The Income Tax Appellate Tribunal (ITAT), Delhi bench, held that receipts from providing satellite telecommunication services to Indian customers are not Royalty under India-Netherlands Double Taxation Avoidance Agreements (DTAA).
The assessee, Inmarsat Solutions BV is a company incorporated and registered under the laws of the Netherlands And derived income from transmitting of satellite signals from ship to the customers and vice versa. Equipment is located on a ship which captures the satellite signals.
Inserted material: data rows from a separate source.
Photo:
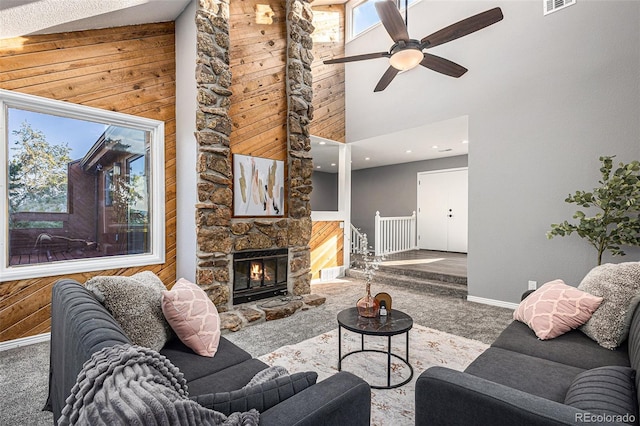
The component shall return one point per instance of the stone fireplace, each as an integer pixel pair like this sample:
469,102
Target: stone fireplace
222,238
258,274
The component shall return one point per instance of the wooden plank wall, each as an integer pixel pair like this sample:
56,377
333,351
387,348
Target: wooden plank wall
258,65
327,246
126,69
328,80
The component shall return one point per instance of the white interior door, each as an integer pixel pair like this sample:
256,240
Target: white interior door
443,210
458,211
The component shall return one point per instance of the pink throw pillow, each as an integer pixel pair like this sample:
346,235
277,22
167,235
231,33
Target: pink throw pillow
556,308
192,316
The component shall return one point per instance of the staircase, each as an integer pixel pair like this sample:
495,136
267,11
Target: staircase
418,279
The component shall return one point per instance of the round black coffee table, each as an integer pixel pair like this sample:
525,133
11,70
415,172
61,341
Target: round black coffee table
396,322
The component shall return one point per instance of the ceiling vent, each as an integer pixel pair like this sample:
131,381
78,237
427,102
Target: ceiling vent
551,6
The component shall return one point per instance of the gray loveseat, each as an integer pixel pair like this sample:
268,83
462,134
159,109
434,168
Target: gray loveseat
521,380
80,326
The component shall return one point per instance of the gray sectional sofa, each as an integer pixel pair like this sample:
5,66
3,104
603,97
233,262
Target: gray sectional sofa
521,380
80,326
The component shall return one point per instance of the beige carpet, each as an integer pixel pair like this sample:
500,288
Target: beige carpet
427,347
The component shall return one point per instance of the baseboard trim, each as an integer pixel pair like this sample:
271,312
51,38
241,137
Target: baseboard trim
492,302
24,341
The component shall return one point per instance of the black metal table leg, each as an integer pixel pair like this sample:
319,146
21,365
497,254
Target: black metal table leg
339,348
389,362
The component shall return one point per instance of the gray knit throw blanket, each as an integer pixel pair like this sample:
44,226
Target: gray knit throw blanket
133,385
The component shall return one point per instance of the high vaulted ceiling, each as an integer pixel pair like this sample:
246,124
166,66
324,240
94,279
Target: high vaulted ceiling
411,141
19,18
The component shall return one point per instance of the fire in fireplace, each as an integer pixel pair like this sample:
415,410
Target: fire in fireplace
259,274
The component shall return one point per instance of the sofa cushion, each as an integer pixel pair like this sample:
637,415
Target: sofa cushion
556,308
634,347
540,377
605,390
134,302
227,380
260,397
194,366
619,285
573,348
193,317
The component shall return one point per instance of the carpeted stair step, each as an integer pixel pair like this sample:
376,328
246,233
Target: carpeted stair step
414,283
415,273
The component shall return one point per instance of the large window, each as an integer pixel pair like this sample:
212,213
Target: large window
363,15
83,188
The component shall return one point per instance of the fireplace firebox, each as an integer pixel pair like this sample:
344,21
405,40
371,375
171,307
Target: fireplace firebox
259,274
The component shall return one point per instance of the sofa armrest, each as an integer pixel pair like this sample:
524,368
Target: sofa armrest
449,397
80,326
526,294
338,400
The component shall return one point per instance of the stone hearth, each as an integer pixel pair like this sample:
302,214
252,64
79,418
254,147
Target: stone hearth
219,234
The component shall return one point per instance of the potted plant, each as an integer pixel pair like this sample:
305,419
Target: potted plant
616,208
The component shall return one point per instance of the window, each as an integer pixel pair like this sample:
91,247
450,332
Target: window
83,188
363,15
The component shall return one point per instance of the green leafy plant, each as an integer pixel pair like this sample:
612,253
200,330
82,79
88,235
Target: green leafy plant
616,201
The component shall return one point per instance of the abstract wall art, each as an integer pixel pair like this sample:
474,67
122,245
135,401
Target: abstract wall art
258,186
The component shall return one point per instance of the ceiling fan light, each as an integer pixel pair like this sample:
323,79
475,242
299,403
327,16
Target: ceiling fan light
406,59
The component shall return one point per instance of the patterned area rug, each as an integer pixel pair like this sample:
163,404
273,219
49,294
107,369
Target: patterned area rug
427,347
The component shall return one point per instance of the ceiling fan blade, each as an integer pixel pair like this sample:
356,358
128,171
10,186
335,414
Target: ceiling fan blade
392,20
387,77
354,58
463,28
443,66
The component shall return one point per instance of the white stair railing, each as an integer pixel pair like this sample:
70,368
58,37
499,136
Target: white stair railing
395,234
358,241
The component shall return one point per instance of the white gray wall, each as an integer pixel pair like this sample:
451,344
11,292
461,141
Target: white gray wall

For provision of such services assessee purchased airtime on the satellite from Inmarsat Global Ltd., which is the group concern of the assessee and owns the satellite and is based in the UK.
The assessee is a tax resident of Netherland and is eligible to claim treaty benefit as per Indo Netherland DTAA.
During the assessment proceedings the assessee claimed income from providing satellite telecommunication services to Indian customers are business income and claimed that in the absence of a permanent establishment in India the income is not chargeable to tax in India.
The Assessing Officer did not accept the contentions of the assessee and proposed to assess Rs.38,05,85,665/- as royalty under section 9(1)(vi)(c) of the Income Tax Act and Article 12(8) of the tax treaty
Aggrieved by the order, the assessee filed an objection before the DRP, who dismissed the appeal of the assessee. Thereafter, the assessee filed an appeal against the DRP order before the tribunal.
During the appeal proceedings Counsel for assesee submitted that Since Inmarsat does not have a PE in India, the above receipts from TCL were not offered to tax in India as per Article 7 read with Article 5 of the DTAA.
Waseem Arshad, Counsel for Revenue, argued that receipts of assessee from Indian customers are ‘royalty’ under Explanation 2 to Section 9(1)(vi) of the Income Tax Act.
After reviewing the facts and records, the two-member bench of G. S. Pannu, (President ) and Challa Nagendra Prasad (Judicial Member) held that amounts received by the assessee for the use of transponder of tele-communication service charges are not royalty under section 9(1)(vi) of the Income Tax Act and also under Article 12(8) of Indo Netherland DTAA.
Therefore the bench allowed the Appeal.